A medida que el taxista me sacaba con sus bruscos volantazos de aquel inmundo lugar, mis ánimos se iban calmando y mi cabeza intentaba poner en orden todo lo sucedido, con poco éxito. En cualquier caso, poco importaba ya qué había pasado, quién era quién en aquel libreto, y qué era mentira y qué verdad. El conspicuo galeno estaba muerto y eso, para bien o para mal, ponía fin a mi pequeña aventura. Me pregunté también, no lo negaré, si como consecuencia de ese hecho Chumillas cumpliría su palabra y me concedería los honores que me había prometido a cambio de entregarle al excelso doctor.

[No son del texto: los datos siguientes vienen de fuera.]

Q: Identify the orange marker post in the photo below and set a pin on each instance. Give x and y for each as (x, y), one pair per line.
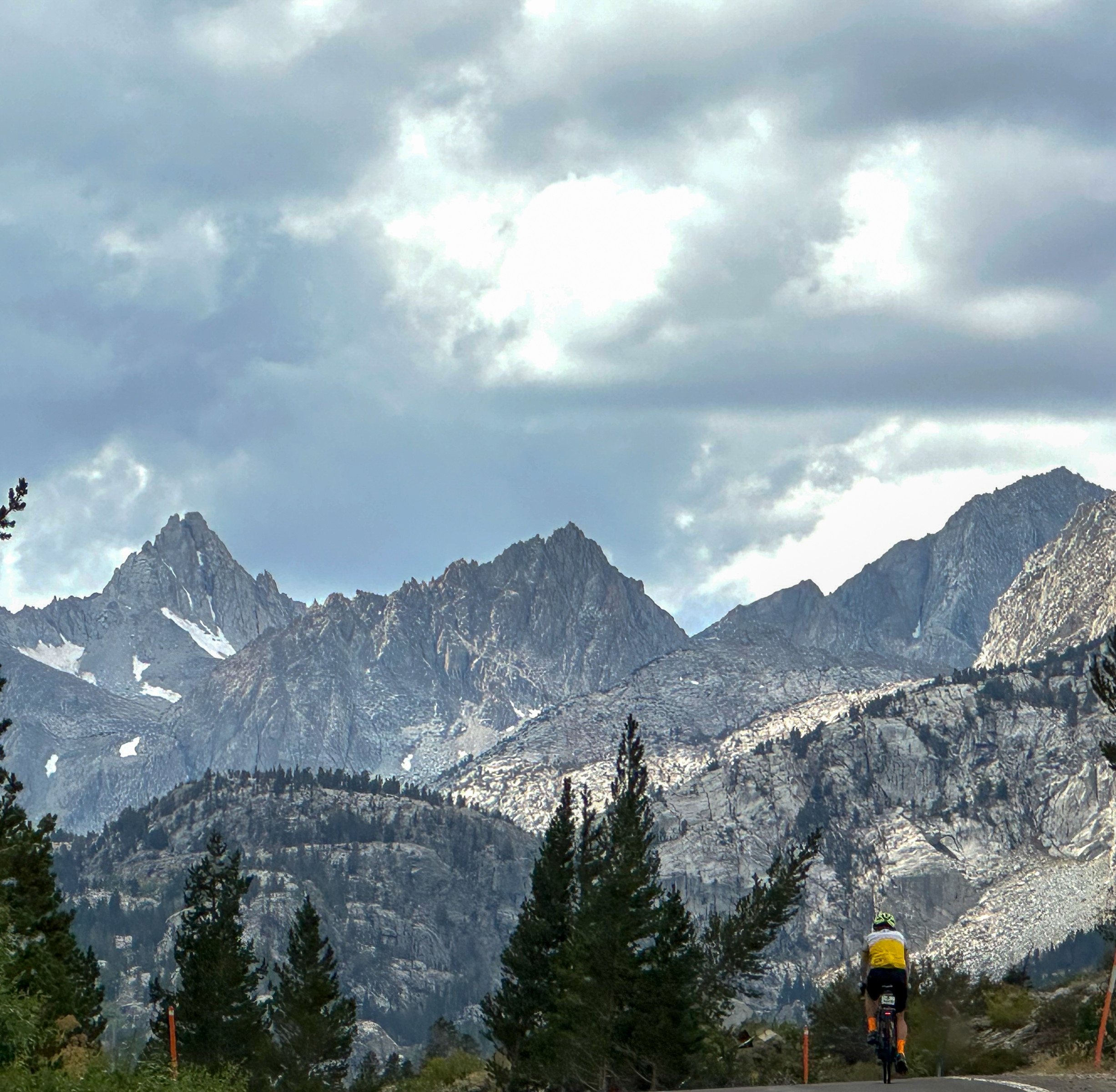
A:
(174, 1046)
(1104, 1016)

Es más, ya lanzado, comencé a pensar en la cadena de hechos que se sucederían después de ese: en cuanto consiguiera el favor de Chumillas me encargaría de arrancar a mi hija de las garras del tal Johnny y se la devolvería a mi ex cónyuge, quien, a la vista de mi nueva y omnipotente posición, quizás dejara de tratarme como a un mezquino, quizás incluso considerara dejar a Foom y darme una segunda oportunidad, quizás hasta podríamos reconstruir nuestro matrimonio y, con la niña ya de vuelta en casa, volver a ser una familia moderna y admirada.

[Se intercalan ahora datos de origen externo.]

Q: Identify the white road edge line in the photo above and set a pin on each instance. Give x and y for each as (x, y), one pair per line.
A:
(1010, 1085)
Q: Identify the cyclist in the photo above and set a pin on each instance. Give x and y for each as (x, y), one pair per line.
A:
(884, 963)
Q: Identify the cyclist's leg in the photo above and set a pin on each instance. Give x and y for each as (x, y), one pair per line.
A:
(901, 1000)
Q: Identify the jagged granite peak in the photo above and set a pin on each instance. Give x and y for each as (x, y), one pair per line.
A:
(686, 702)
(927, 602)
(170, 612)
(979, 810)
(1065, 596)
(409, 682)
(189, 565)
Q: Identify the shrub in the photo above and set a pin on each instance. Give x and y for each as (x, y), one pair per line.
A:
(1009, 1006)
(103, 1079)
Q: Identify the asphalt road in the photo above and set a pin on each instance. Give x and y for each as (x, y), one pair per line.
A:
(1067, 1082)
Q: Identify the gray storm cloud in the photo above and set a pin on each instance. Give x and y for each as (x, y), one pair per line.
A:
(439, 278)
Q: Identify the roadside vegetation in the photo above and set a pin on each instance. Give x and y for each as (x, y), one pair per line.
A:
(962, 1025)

Ajeno a todas estas reflexiones y sueños, el taxista conducía a toda velocidad por la carretera que nos llevaba de vuelta a la pacífica existencia de los CID protegidos, y canturreaba como siempre la canción que sonaba en la radio.

—Llevaba por compañera a mi Virgen de San Gil, un recuerdo y una pena y un rosario de marfil, y adiós mi España querida… —recitaba, adornándose con requiebros vocales, aunque de pronto interrumpió su copla y, tras quedarse pensativo unos instantes, me preguntó—: Y digo yo, ¿qué es una españa?

—No lo sé —contesté, todavía algo meditabundo por mis pensamientos anteriores, pero para no dejarme llevar por mis inquietudes metafísicas, que también los burgueses las tenemos aunque pocas y simples, preferí no profundizar en ellas y opté por soltar un cerril chascarrillo, sabedor del éxito que lo zafio tiene entre las clases medias, dicho esto último con todo el respeto—: Y digo yo: ¿qué es una virgen?